Past and present collide in Bruno’s Perigord


Bob Moyer and I share a love for Martin Walker’s Bruno novels. Once again, he got hold of the new one before I did. I must catch up.

Reviewed by Robert P. Moyer.

A CHATEAU UNDER SIEGE: A Bruno, Chief of Police Novel. By Martin Walker. Knopf.  308 pages.  $28.

Every Bruno, Chief of Police novel has a moment of French history that illuminates something happening today. In Martin Walker’s Perigord where Bruno’s village of St. Denis is located, the past is never past; it’s always present. In this, book 16 of the series, the nearby town of Sarlat celebrates a battle of the Hundred Years War. The particular battle marks a shift in military history, the moment when the superiority of the British bowmen was overwhelmed by armament. From then on, it was about artillery. While the battle ensues, the man playing the French leader suffers an unscripted wound, which may be mortal. Bruno knows him to be in the leadership of an international French security system headquartered nearby, and he calls the head of national security. The man is spirited away, and the general orders Bruno to secure both the man’s home, and the chateau of the title, which he has rented for a gathering of his colleagues. It turns out the man is also an international tech mogul, and the gathering consists of movers and shakers of his inner circle, as well as his family. The assistant director of the man’s agency shows up, and so does a full squad of infantry to guard the house and guests. Within a few pages, Walker has done what he does so well — make the Perigord the center of international attention.

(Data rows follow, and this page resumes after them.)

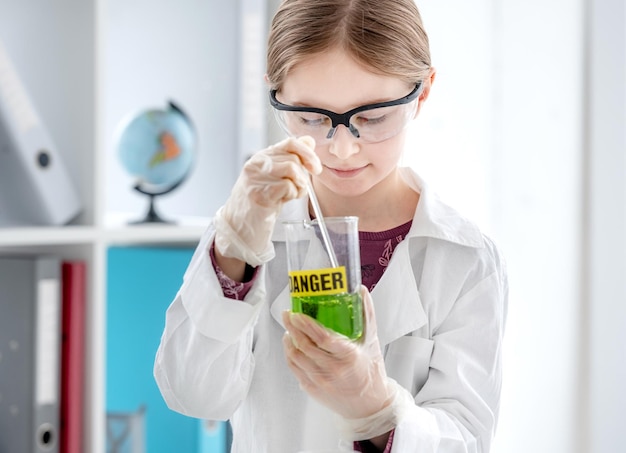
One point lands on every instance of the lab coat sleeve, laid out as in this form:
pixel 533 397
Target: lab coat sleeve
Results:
pixel 456 410
pixel 204 363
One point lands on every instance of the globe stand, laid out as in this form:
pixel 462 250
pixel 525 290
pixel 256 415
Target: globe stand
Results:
pixel 152 216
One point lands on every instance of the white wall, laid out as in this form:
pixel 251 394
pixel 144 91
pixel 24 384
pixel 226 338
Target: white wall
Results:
pixel 543 172
pixel 606 222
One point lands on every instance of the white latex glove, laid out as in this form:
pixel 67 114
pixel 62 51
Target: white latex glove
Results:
pixel 269 178
pixel 349 377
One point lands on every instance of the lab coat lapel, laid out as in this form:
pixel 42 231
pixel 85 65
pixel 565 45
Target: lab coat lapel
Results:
pixel 396 299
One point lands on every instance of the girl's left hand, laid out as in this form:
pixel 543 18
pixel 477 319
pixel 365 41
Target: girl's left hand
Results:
pixel 347 376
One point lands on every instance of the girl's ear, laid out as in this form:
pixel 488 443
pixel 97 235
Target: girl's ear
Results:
pixel 428 83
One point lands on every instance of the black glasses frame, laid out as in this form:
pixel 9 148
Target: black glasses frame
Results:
pixel 344 118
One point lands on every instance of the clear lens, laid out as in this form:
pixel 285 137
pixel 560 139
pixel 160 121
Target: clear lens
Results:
pixel 373 125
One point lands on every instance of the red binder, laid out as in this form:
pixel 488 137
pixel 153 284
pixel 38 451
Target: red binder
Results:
pixel 73 356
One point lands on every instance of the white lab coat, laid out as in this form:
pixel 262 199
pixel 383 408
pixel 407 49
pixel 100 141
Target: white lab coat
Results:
pixel 440 309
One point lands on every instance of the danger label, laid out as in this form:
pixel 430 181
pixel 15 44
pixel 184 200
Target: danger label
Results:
pixel 318 282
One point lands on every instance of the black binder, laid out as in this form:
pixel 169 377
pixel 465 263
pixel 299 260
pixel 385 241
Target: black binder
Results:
pixel 30 345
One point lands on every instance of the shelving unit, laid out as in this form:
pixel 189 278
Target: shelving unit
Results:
pixel 89 64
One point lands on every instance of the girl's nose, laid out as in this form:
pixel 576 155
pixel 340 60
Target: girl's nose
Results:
pixel 343 144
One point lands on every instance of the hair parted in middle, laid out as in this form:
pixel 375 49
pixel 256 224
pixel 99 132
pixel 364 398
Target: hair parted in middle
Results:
pixel 385 36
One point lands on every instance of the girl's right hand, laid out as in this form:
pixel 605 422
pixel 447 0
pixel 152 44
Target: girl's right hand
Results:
pixel 269 178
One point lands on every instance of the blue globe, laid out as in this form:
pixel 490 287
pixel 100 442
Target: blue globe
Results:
pixel 157 147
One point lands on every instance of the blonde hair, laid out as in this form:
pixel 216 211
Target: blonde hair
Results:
pixel 385 36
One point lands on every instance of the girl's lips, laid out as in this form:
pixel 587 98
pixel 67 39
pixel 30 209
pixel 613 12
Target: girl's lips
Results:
pixel 345 172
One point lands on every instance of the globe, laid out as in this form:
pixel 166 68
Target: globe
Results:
pixel 157 147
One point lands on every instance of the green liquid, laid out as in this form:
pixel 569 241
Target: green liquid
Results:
pixel 342 313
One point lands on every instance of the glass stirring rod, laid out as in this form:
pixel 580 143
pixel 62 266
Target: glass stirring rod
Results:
pixel 321 223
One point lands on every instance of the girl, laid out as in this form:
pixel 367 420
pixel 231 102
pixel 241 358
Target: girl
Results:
pixel 345 78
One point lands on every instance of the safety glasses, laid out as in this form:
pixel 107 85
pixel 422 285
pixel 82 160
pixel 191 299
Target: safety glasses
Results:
pixel 371 123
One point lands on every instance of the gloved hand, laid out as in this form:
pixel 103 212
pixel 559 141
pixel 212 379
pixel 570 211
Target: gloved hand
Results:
pixel 269 178
pixel 349 377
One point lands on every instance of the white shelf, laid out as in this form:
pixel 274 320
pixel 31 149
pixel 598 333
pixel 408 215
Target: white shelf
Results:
pixel 37 236
pixel 29 237
pixel 85 94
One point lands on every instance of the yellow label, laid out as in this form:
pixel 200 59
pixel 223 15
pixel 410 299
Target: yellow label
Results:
pixel 318 282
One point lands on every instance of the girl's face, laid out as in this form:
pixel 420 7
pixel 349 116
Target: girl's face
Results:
pixel 335 82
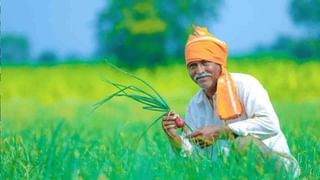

Then the plot thickens. Or, rather, goes global. The leader doesn’t end up in a hospital, an intruder is spotted at the chateau, a Russian spy contacts Bruno, Syrian voices are intercepted on a covert network and the term “2d graphene” pops up when Bruno goes prying. Voila! The source of all the intrigue — the next generation of computing. As Walker puts it, “It was something about the shifting balance between power and technology that was as old as history, as old as the way the beatable English longbow had been defeated by French cannon, and as new as the humiliation of France in 1940 by the German panzer divisions.” In other words — the past is not past. Walker served as senior director of the Global Business Policy Council, and he makes quite clear how France needs to be at the forefront, why the leader had to disappear, and why so many people want to stop the process.

All this detail exacts a price in the real reason many people read these books—food porn. Busy protecting the guests, prying into the internet, commanding a squad of soldiers, eating with spies, riding his horse, Bruno doesn’t get to cook a meal until three-quarters of the way into the book—but it’s a multi-page orgy that will satisfy his fans, and make new readers go back to previous books. When they do, they will also discover the mystery that runs throughout this series, and is not resolved here — will Bruno ever get a mate?